In society, the image is often conveyed that living in Katutura is a bad thing and that therefore children have no chance of accessing education and getting a good job.
Traumatic childhood experiences such as violence and rape also play a major role. What good is it for a young girl to go to a good school and receive the best education if she is so traumatised by rape she won’t be able to lead a normal life?
Especially in the last year, we have devoted ourselves to this issue and try to support our children holistically through close cooperation with psychologists and therapists, not forgetting mental health.
The Namibian government decided on early intervention. Schools, kindergartens, preschools, and creches closed from March 14 until the beginning of July. For children’s homes, it was decided that children wouldn’t be allowed to have social contacts outside their institution.
We have of course implemented these regulations with great care because of our responsibility towards the children, employees, and our project partners. Their safety and health are very important to us and have top priority.
The Namibian government reacted very offensively and quickly, and has since been able to slow down further spread.
A major problem, however, is the lack of tourism. Wadadee Cares cooperates with local partners in tourism as an income-generating measure. Together, we want to use sustainable tourism to help generate jobs in Katutura and a regular income for our mission.
The fact that all international tourism has completely ceased, our perspective and existence is also in danger. Of course, we are not alone: 950,000 people in Namibia are unemployed — which is more than half of the working population of the country.

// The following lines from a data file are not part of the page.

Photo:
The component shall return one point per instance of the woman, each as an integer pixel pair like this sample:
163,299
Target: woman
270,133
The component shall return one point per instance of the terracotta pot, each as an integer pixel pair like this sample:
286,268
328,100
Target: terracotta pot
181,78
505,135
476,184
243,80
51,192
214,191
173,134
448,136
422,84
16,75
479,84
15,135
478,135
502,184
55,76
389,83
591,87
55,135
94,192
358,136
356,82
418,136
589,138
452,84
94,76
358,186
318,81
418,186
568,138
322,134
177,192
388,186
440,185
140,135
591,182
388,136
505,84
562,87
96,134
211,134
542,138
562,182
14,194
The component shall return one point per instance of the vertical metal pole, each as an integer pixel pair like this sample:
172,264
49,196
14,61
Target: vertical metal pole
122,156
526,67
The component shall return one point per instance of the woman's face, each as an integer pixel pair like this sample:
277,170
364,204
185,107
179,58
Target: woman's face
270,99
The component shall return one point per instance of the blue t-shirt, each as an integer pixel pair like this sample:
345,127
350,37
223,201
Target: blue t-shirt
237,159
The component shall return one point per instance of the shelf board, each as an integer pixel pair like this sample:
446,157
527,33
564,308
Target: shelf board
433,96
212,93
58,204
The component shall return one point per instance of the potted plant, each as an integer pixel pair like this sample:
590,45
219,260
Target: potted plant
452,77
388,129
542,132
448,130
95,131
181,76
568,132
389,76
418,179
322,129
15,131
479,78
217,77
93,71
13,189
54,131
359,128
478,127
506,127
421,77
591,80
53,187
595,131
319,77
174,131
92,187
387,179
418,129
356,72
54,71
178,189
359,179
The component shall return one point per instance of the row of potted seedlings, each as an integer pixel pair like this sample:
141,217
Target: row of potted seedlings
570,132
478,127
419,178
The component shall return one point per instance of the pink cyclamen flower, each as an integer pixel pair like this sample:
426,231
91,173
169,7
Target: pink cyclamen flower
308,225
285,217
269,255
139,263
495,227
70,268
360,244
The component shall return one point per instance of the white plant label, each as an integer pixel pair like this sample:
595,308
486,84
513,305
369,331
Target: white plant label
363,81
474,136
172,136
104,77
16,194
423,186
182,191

The economic upset is correspondingly significant. Tourism especially is an irreplacement economic sector for Namibia, which makes a big contribution to the environmental and natural protection in Namibia. This damage will be felt for a long time to come.

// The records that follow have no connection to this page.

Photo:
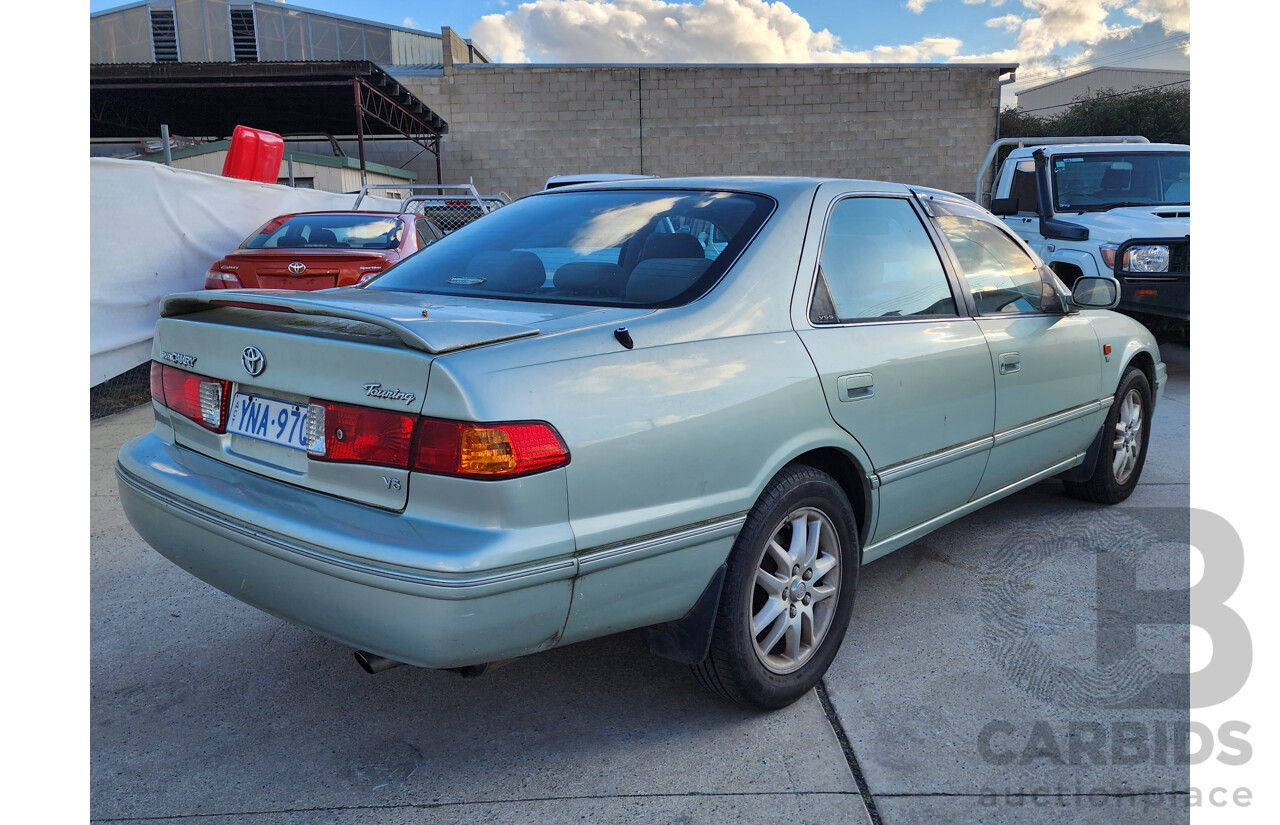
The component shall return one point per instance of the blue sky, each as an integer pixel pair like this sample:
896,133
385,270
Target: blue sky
1047,37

From March 28 until May 5, we lived in lockdown in Namibia. In the course of this, the German Embassy in Namibia and the German Foreign Office initiated a retrieval action for all tourists stranded in Namibia. For security reasons, all our volunteers left us.
In addition, the lockdown forced our partner projects to temporarily close down either completely, or being able to work only to a limited extent. As a result, significantly fewer children got a hot meal every day, and school support was completely eliminated.
As in Germany, most schools set up a home schooling program. However, most families have neither an internet connection nor the necessary equipment to teach their children from home. Many children have therefore been completely excluded from access to education.
We try to support the families by distributing food packages and school materials, but without volunteers this is a logistical challenge for us. We also try to financially support our partner projects, among them especially many privately initiated kindergartens.
In our self-operated children’s home, preventative quarantine and contact restriction is being carried out as recommended in order to protect the children. But the children are trying to make the best of the situation, and we all hope to be able to return to our everyday life soon.
We’ve also distributed face masks, soap, and disinfectants for all other projects. In a kindergarten, which until a few weeks ago had hardly any access to clean water, we were able to build a sink for hand washing at the entrance.
The children, who have previously got daily meals in the kitchen, are now only allowed to come with their lunch boxes to take their lunch home or to receive food packages for themselves and their families, to keep contact to a minimum.
My wish for the future for all of our children is the same as for my younger siblings in German: for them to have the freedom to choose how they want to live, and for them to have all options open to them, regardless of their skin color or origin.
I can only advise anyone with a vision to just start, just do it — and even if it’s “just” on a small scale, it might be the beginning of something big.